Vectors in different coordinate systems

[Ahmad Kishki]

how do i write vectors in polar coordinate? And what will the azimuth coordinate represent?

I was trying to figure out the vector connecting a ring to its center using polar coordinates, so that i would perform an integration over d(phi) (finding the electric field due to a semicircle at the origin). I wrote the vector as (-rho, phi,0) but then i ran into trouble with the units since the units of phi are radians. I worked this out in cartesian pretty easily but i am eager to know how this will work in polar, since polar here seems to me more natural.

Thanks in advance :)

 

[jedishrfu]

Welcome to PF!

I think you need to include the radius as one component. In your integration you need the Jacobian too
as in r dr dtheta which provides the missing units of measure.

Here's some info on polar coordinates and circles:

http://en.wikipedia.org/wiki/Polar_coordinate_system#circle

Show us your work and we can help you even better.

 

[Ahmad Kishki]

I know the jacobian, and infact already found it in this case, but the issue is not here. Here the vector is included in the integration, but the phi component has units radians, while the rho has meters. The idea here is that maybe my idea about vectors in cylindrical / polar coordinates is wrong. This is so since the length of a vector can not be (rho + phi)^1/2 since the rho and phi have different units.

 

[Ahmad Kishki]

Rho^2 +phi^2 (first post sorry)

 

[Ahmad Kishki]

 

[Ahmad Kishki]

View attachment 74747

Welcome to PF!

I think you need to include the radius as one component. In your integration you need the Jacobian too
as in r dr dtheta which provides the missing units of measure.
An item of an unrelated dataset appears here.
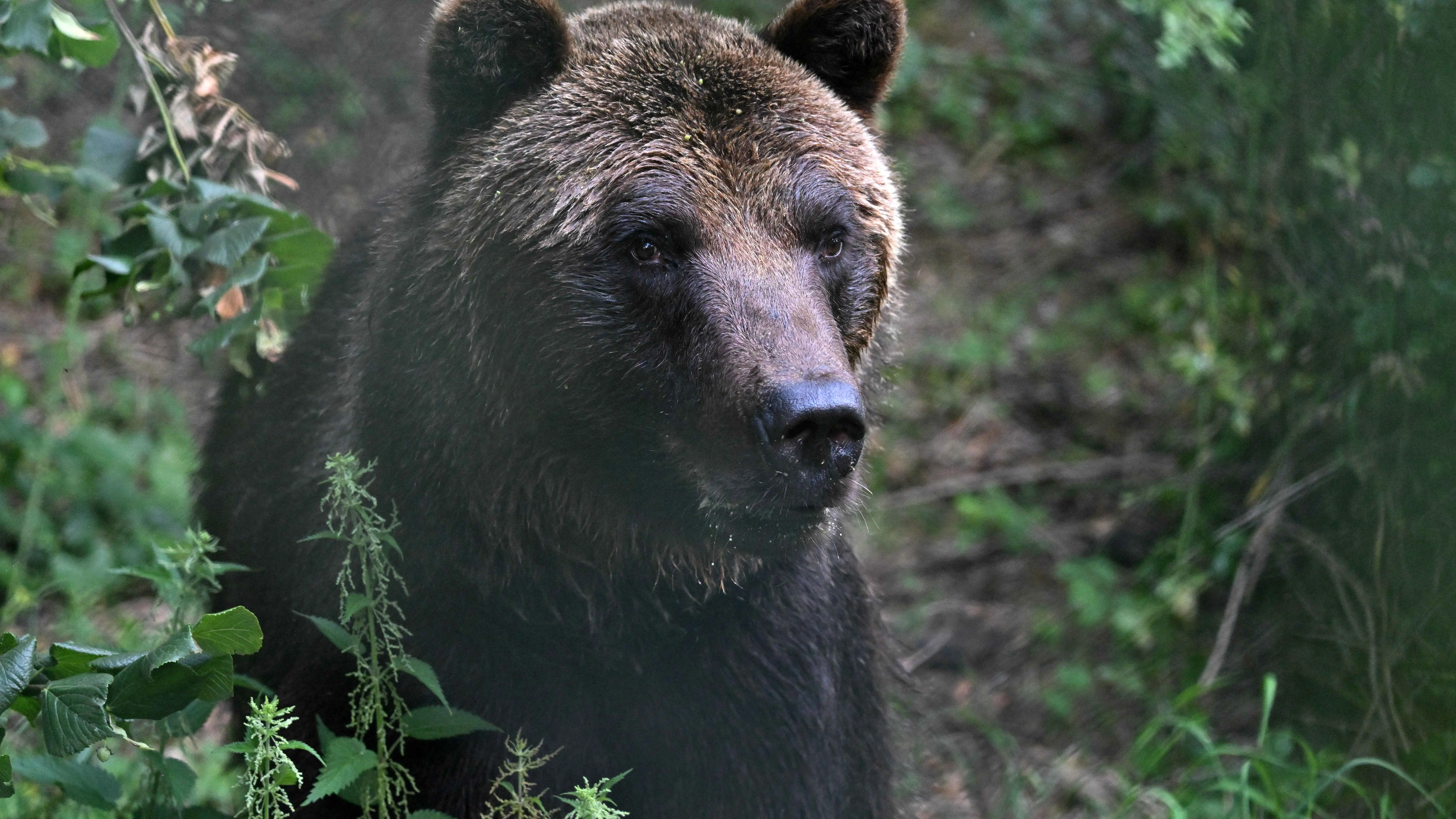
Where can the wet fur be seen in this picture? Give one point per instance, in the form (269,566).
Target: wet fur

Here's some info on polar coordinates and circles:

http://en.wikipedia.org/wiki/Polar_coordinate_system#circle

Show us your work and we can help you even better.

Here is the problem.. I am stuck at finding the vector that goes from the ring to the origin. And assuming i know that vector, which phi should i use to obtain the value of the electric field at the origin? I mean phi changes with position. I realize there is an easier way, but i want to know this way as well. (Sorry for multiple posts, this is my first time using a forum, soi am not sure i get the hang of it)

 

[jedishrfu]

As I look at the wolfram examples like arc length, they don't treat the vector in a component fashion but as a vector.

http://mathworld.wolfram.com/PolarCoordinates.html

And that may be why you hung up here, you're trying to work with it in its native form.

I think they would define your vector as being normal to the arc ie the second derivative of the arc line.